There are some limitations in this study. The time interval in test-retest differed significantly between the patients, ranging from 36 to 367 days. Perhaps this is too long to ensure symptom stability. The optimal interval time for a test-retest has been a matter of some debate [
22]. In previous studies, the time interval was often chosen with no clear reason given for the choice made [
23]. However, the result of the test-retest analysis shows excellent reliability, indicating that the patient symptoms were actually in a stable phase at a minimum of one year from surgery.
This study has shown that the WORC is valid, reliable, and responsive. It also shows that it is possible to apply the WORC as a health measurement instrument for clinical use among patients with subacromial pain treated by surgery. However, any institution considering introducing the WORC as a health measurement instrument will have to consider how similar the WORC is to the WOOS. The suggestion from this study would be to choose either the WORC or WOOS since both are validated for use on patients with subacromial pain.
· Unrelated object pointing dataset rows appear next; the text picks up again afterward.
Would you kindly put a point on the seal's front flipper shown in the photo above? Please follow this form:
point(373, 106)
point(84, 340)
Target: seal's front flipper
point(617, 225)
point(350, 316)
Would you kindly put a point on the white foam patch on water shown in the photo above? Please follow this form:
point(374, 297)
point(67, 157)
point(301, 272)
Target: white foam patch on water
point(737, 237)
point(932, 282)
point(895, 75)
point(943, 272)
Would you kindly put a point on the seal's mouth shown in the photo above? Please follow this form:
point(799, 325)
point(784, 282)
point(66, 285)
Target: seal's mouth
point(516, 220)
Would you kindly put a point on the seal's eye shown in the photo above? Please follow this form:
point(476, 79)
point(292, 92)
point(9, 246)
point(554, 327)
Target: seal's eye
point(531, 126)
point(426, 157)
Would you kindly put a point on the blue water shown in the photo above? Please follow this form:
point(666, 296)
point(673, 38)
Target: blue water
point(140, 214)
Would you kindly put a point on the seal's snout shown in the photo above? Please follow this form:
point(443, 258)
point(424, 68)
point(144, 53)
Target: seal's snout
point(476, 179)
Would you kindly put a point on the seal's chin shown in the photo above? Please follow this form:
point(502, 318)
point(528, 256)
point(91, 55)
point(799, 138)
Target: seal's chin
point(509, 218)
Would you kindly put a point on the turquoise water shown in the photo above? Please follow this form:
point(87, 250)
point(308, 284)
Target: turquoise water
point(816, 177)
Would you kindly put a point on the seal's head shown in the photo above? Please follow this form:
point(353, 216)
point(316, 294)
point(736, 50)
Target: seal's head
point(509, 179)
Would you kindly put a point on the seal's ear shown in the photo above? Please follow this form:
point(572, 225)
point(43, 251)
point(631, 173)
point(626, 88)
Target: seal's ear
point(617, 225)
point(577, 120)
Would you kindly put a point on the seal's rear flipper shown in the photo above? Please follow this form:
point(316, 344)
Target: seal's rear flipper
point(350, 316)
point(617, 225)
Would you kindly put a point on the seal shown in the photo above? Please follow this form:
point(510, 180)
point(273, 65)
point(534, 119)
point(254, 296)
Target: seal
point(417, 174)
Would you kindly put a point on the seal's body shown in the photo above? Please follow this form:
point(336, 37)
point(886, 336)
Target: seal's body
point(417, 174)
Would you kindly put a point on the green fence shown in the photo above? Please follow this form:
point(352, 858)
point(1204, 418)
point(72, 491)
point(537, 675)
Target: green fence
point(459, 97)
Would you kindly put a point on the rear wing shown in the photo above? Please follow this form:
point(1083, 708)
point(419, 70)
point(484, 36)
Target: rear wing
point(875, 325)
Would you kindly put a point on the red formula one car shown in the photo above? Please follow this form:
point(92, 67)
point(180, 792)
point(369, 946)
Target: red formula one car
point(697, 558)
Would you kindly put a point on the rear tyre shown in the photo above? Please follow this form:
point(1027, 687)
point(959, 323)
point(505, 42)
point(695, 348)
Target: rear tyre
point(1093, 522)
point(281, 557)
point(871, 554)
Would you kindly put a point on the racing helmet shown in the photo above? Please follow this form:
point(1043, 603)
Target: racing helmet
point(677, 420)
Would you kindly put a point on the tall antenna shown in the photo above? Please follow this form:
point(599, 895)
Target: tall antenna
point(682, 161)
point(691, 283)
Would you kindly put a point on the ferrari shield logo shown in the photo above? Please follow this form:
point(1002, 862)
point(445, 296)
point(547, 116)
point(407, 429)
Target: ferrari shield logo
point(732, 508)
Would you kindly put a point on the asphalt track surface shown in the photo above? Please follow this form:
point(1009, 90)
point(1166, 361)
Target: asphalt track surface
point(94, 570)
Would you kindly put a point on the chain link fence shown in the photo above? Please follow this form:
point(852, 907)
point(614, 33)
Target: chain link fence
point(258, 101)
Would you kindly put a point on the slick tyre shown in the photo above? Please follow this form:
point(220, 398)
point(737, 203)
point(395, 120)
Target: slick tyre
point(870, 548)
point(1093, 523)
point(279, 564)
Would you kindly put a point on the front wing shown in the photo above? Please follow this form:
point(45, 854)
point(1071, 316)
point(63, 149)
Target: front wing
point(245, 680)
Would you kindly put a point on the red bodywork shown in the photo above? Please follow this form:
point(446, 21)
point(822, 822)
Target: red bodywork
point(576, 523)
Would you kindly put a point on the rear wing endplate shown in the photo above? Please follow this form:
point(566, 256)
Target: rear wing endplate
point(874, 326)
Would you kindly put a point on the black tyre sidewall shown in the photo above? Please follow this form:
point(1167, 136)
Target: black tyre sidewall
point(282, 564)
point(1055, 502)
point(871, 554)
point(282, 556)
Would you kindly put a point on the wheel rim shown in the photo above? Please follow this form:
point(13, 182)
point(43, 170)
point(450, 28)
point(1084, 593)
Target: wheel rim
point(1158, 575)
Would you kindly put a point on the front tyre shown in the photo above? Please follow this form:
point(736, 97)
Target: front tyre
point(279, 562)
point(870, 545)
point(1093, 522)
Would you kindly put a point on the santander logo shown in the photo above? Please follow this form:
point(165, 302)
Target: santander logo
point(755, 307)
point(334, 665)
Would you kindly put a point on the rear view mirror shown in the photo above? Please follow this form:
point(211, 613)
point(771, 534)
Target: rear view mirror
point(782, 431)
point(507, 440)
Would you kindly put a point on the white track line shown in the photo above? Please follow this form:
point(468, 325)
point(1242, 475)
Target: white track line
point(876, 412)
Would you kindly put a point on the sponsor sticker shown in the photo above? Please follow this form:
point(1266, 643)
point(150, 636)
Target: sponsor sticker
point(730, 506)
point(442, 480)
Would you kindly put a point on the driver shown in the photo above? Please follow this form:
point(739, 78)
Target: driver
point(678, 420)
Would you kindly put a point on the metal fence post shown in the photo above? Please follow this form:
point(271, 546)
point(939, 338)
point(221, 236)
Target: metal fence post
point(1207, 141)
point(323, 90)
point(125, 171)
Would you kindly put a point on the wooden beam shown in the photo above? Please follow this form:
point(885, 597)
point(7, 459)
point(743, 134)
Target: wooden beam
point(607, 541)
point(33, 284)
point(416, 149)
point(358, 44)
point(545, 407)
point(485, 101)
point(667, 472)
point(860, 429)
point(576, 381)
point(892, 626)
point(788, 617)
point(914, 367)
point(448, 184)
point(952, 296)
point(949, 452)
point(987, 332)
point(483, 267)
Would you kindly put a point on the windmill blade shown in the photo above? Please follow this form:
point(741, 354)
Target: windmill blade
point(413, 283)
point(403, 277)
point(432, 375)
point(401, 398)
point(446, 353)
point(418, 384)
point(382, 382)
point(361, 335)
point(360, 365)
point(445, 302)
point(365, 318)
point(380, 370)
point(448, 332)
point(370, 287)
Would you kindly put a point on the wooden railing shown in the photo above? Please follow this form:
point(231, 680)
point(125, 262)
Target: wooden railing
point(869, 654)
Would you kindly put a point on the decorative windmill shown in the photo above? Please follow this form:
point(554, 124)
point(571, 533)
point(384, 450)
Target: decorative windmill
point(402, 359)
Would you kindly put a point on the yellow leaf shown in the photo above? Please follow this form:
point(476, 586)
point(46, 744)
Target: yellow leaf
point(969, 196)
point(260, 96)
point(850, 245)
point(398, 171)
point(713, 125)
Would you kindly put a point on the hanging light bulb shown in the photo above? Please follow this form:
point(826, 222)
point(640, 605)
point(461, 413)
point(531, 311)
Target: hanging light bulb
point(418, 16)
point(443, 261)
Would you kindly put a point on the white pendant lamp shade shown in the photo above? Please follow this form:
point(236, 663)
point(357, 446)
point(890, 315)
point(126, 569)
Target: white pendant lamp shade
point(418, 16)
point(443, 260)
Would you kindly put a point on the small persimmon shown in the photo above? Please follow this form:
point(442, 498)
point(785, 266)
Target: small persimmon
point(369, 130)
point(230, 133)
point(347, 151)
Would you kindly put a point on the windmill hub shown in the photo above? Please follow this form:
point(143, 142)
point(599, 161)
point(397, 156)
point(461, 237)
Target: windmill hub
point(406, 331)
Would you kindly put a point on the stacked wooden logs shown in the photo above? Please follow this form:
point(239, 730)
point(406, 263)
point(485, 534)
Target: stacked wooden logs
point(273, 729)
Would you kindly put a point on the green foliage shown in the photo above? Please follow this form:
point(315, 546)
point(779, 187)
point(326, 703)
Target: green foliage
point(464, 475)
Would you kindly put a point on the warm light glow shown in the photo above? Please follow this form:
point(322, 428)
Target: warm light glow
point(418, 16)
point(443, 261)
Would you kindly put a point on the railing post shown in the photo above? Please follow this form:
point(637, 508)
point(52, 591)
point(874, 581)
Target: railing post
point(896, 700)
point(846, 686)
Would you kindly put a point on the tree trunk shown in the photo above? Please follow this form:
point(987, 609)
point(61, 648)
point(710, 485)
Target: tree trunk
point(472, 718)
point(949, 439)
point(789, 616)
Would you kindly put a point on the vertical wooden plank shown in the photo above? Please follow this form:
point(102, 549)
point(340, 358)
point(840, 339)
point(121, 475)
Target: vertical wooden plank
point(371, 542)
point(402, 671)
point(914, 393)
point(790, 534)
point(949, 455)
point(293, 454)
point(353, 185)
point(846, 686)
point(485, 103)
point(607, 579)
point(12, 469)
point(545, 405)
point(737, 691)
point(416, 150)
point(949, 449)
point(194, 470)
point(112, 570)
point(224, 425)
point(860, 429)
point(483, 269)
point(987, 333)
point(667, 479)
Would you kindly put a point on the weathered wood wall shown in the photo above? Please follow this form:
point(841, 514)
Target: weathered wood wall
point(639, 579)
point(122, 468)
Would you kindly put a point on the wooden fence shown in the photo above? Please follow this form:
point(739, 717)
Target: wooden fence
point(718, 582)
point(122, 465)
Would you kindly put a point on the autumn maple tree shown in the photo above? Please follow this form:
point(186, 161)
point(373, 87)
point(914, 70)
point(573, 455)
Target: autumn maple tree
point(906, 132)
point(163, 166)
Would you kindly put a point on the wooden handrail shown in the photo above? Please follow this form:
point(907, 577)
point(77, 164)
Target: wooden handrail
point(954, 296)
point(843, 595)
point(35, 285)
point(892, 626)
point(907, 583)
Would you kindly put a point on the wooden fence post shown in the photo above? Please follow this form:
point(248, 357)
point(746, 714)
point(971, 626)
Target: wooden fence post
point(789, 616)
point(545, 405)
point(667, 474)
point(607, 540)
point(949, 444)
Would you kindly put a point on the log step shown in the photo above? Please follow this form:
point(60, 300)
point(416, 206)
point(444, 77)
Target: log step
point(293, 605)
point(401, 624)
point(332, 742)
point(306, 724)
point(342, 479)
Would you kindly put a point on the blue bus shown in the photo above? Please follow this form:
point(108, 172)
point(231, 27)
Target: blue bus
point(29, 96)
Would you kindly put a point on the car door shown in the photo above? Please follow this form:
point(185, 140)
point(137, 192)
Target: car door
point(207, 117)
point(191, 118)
Further investigation of the usefulness of WORC and WOOS is certainly justified. The WORC might possibly have a higher validity or responsiveness among a working population than the WOOS since that domain is slightly more extensive in WORC. It may also be more likely the case that patients with subacromial and rotator cuff disease are to be found among working age patients than patients who suffer from arthritis.
Competing interests
The authors declare that they have no competing interests.
Author’s contributions
SZ designed the study, recruited the patients, analyzed the data, and was the main author of the manuscript. ML analyzed the data and assisted in the preparation of the manuscript. SA designed the data collection, recruited patients. AS assisted with the study design, evaluated and revised the manuscript. BS designed the study, recruited patients, contributed to critical evaluation of the data analysis, revised the manuscript and served as senior supervisor. All authors read and approved the final manuscript.